I'm unclear what the problem is at the moment, deleting the pod causes everything the be re-created and it works. I'm investigating if it's:

• A DNS issue between this container and CoreDNS (doubtful since no other app in my cluster ever has issues after connection loss)
• Perhaps there's some files left in the pod's storage that cause the scripts to behave differently than if they didn't pre-exist?
• Some specific networking setup inside this container that doesn't get reset when the container is restarted by k8s

This is part me taking notes, and also hoping that you know more than I and this triggers some awesome brain cell activity that in the end helps me!

[Tailslide]

@chrisjohnson00 Sorry to hear it's not working for you. I'm running it off my nas using portainer and the compose file attached below. Haven't used kubernetes but reading their site sounds like it might be a CoreDNS side effect. You could try testing against the VPN server I am using: remote swiss.privacy.network 1198 also some googling on the error, people mention you can substitute in the IP address instead of the DNS name for the server might be useful for debugging. Hmm.. you could also try my NAME_SERVERS line if your is different.
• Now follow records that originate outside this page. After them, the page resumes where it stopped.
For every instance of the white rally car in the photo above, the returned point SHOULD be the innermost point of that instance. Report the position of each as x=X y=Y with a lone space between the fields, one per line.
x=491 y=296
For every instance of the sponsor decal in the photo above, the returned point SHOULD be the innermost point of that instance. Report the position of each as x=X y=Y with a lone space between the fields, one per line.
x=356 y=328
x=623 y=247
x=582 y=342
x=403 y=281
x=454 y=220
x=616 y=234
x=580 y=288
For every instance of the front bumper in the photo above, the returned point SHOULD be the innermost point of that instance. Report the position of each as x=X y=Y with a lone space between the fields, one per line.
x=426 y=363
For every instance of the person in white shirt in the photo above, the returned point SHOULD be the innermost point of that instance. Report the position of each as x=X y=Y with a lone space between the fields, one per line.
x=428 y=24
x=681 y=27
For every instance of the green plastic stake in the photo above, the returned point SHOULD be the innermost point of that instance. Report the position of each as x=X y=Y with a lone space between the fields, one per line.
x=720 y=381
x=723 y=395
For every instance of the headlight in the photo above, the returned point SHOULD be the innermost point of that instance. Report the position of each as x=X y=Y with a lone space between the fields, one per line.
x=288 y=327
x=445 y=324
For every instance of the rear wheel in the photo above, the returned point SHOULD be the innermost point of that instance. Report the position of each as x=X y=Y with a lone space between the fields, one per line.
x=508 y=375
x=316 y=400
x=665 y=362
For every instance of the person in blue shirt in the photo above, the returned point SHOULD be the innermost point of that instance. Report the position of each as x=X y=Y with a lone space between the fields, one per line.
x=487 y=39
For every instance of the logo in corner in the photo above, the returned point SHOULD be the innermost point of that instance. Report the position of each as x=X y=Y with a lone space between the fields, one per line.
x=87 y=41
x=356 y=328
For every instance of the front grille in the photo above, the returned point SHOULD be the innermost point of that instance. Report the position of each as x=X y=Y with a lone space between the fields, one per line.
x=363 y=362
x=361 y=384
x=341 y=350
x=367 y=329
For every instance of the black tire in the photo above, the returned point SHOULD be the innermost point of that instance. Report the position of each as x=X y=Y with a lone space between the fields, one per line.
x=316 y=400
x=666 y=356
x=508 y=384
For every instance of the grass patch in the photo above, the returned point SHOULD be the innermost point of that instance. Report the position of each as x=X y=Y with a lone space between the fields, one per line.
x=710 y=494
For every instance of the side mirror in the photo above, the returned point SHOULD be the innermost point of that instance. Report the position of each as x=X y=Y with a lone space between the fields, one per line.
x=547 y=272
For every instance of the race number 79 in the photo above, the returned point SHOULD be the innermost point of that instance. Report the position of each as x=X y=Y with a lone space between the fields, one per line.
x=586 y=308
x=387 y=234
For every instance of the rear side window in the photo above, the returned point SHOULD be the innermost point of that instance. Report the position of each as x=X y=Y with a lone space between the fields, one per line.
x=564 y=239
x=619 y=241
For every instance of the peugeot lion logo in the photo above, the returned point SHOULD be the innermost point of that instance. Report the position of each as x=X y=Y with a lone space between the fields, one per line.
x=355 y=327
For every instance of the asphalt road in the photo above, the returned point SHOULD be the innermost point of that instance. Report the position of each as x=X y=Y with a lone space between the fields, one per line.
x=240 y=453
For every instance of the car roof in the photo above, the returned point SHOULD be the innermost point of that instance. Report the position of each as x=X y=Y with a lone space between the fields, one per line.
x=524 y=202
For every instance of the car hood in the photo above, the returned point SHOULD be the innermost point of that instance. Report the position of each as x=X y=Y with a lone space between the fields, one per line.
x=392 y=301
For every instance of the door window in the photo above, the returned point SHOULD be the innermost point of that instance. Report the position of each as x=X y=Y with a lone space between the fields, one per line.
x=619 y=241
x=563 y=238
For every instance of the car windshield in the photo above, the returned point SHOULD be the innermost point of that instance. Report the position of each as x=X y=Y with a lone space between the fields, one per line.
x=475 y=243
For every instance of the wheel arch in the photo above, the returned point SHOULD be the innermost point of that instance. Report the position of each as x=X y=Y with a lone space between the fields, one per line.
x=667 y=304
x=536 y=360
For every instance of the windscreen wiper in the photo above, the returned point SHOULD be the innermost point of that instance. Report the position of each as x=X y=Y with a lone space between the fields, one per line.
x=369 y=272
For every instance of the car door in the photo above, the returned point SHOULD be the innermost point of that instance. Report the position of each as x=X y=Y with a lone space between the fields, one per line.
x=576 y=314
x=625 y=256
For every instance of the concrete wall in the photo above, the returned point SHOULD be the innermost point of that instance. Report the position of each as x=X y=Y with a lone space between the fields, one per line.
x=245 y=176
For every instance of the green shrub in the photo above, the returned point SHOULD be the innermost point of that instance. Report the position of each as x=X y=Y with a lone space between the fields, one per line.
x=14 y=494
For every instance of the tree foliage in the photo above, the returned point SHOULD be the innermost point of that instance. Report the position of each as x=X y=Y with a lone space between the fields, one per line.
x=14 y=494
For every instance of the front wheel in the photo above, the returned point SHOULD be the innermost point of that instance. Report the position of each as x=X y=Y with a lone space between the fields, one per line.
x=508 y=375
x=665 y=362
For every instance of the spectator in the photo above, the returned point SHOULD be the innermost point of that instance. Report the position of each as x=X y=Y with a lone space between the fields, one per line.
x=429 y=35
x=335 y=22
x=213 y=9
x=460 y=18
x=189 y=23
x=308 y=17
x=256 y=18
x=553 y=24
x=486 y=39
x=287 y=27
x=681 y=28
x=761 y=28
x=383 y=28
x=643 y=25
Can you post a more complete log?

version: '3.4'

services:
  dockerqbittorrentvpn:
    image: tailslide/dockerqbittorrentvpn:latest
    environment:
      - VPN_ENABLED=yes
      - PIA_PORT_FORWARD=yes
      - PATH=/usr/local/sbin:/usr/local/bin:/usr/sbin:/usr/bin:/sbin:/bin:/config
      - NAME_SERVERS=8.8.8.8,8.8.4.4
      - LAN_NETWORK=192.168.12.0/24
      - TZ=Canada/Mountain
      - DEBIAN_FRONTEND=noninteractive
    ports:
      - "8080:8080"
    devices:
      - /dev/net/tun
    restart: always
    cap_add:
      - NET_ADMIN
    volumes: 
      - /volume1/IncomingTV:/IncomingTV
      - /volume1/video:/video
      - /volume1/temp:/temp
      - /volume1/torrents:/torrents
      - /volume1/docker/qbittorrent:/config
    networks:
      - torrent
networks:
  torrent:
    external: true

[Tailslide]

Possibly related? https://tech.findmypast.com/k8s-dns-lookup/

[noah-witt]

My compose file contains this health check and It seems to reconnect on failure:

healthcheck:
        test: ping -c 1 www.google.com || exit 1
        interval: 30s
        timeout: 10s
        retries: 3

[MYeager1967]

I'm using curl, but it seems to be getting the job done as well. Autoheal seems to be pretty good at policing health checks and restarting those that have failed.